SERI MUFASIR NUSANTARA: H. OEMAR BAKRY DAN TAFSIR RAHMAT

 

Pendahuluan

 Al-Qur’an sebagai kitab suci dan pedoman hidup manusia memiliki keunikan dan karakteristik yang menarik untuk dibaca, dikaji, dipahami, bahkan dikritisi. Untuk mengungkapkan dan menjelaskan maksud yang terkandung dalam al-Qur’an, maka tidak cukup hanya dengan membacanya saja, perlu kemampuan memahami dan mengungkapkan isi serta prinsip-prinsip yang dikandungnya. Kemampuan seperti inilah yang dinamakan tafsir. Karena itu, pengkajian terhadap penafsiran al-Qur’an merupakan hal wajib bagi setiap umat Islam untuk dapat mengetahui dan memahami ajaran-ajaran yang terkandung di dalamnya, mengingat al-Qur’an merupakan pedoman hidup sepanjang massa.

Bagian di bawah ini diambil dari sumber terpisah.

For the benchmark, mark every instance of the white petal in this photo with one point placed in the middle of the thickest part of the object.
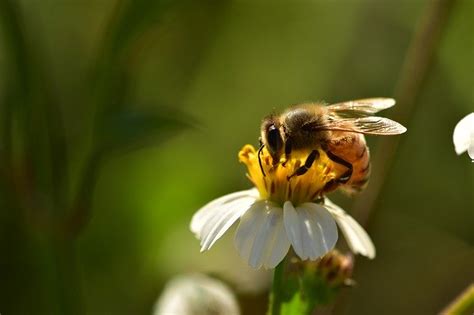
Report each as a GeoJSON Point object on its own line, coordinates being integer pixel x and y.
{"type": "Point", "coordinates": [203, 215]}
{"type": "Point", "coordinates": [311, 229]}
{"type": "Point", "coordinates": [356, 237]}
{"type": "Point", "coordinates": [463, 134]}
{"type": "Point", "coordinates": [470, 151]}
{"type": "Point", "coordinates": [261, 238]}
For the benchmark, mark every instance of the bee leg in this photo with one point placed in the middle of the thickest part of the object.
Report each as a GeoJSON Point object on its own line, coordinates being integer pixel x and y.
{"type": "Point", "coordinates": [347, 175]}
{"type": "Point", "coordinates": [307, 164]}
{"type": "Point", "coordinates": [287, 151]}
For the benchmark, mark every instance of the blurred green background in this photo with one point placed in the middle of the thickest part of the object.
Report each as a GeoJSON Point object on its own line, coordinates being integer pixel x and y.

Di zaman dengan perkembangan sosial, budaya, dan pesatnya kemajuan ilmu pengetahuan dan teknologi seperti saat ini, sangat memungkinkan untuk kita mengusahakan peningkatan penerjemahan serta penafsiran al-Qur’anul Karim sesuai dengan kemajuan yang ada. Al-Qur’an banyak diterjemahkan dan ditafsirkan dalam berbagai bahasa serta dengan metode penafsiran, termasuk oleh ulama Indonesia. Penafsiran di Indonesia dimulai sejak awal abad ke-17 hingga sekarang dengan berbagai genre. Di antara tafsir-tafsir Indonesia terdapat Tafsir Rahmat karya H. Oemar Bakry, seorang mufasir yang disebut Federspiel sebagai salah seorang yag telah melakukan upaya memahami al-Qur’an dalam bahasa Indonesia. Dengan tujuan menjawab problem-problem sosial yang terjadi dalam masyarakat. Tafsir Rahmat merupakan tafsir yang sederhana dan menjadi salah satu jawaban yang merefleksikan bagaimana al-Qur’an dipahami di abad modern ini.

Riwayat Hidup

Oemar Bakry Dt Tan Besar atau H. Oemar Bakry lahir pada 26 Juni 1916 di Desa Kacang di pinggir Danau Singkarak, Sumatera Barat.[1] Ia menempuh pendidikan dasarnya di SD Kacang dan sekolah sambungan di Singkarak. Ia meneruskan di Sekolah Thawalib dan Diniyah Putra Padang Panjang. Kemudian melanjutkan sekolah di Kulliyatul Mu’allimin Islamiyah Padang, dan pernah berkuliah di Fakultas Sastra Universitas Indonesia, tapi tidak sampai lulus.[2]

Semasa hidup, beliau menjadi guru pada sekolah Thawalib di Padang pada tahun 1933-1936. Setahun kemudian, di tahun 1937 beliau menjadi Direktur Sekolah Guru Muhammadiyah Padang Sidempuan, Sumatera Utara. Pada tahun 1938 sejak masuknya tentara Jepang, ia kembali ke Padang Panjang dan menjadi guru di alamamaternya, sekolah Thawalib.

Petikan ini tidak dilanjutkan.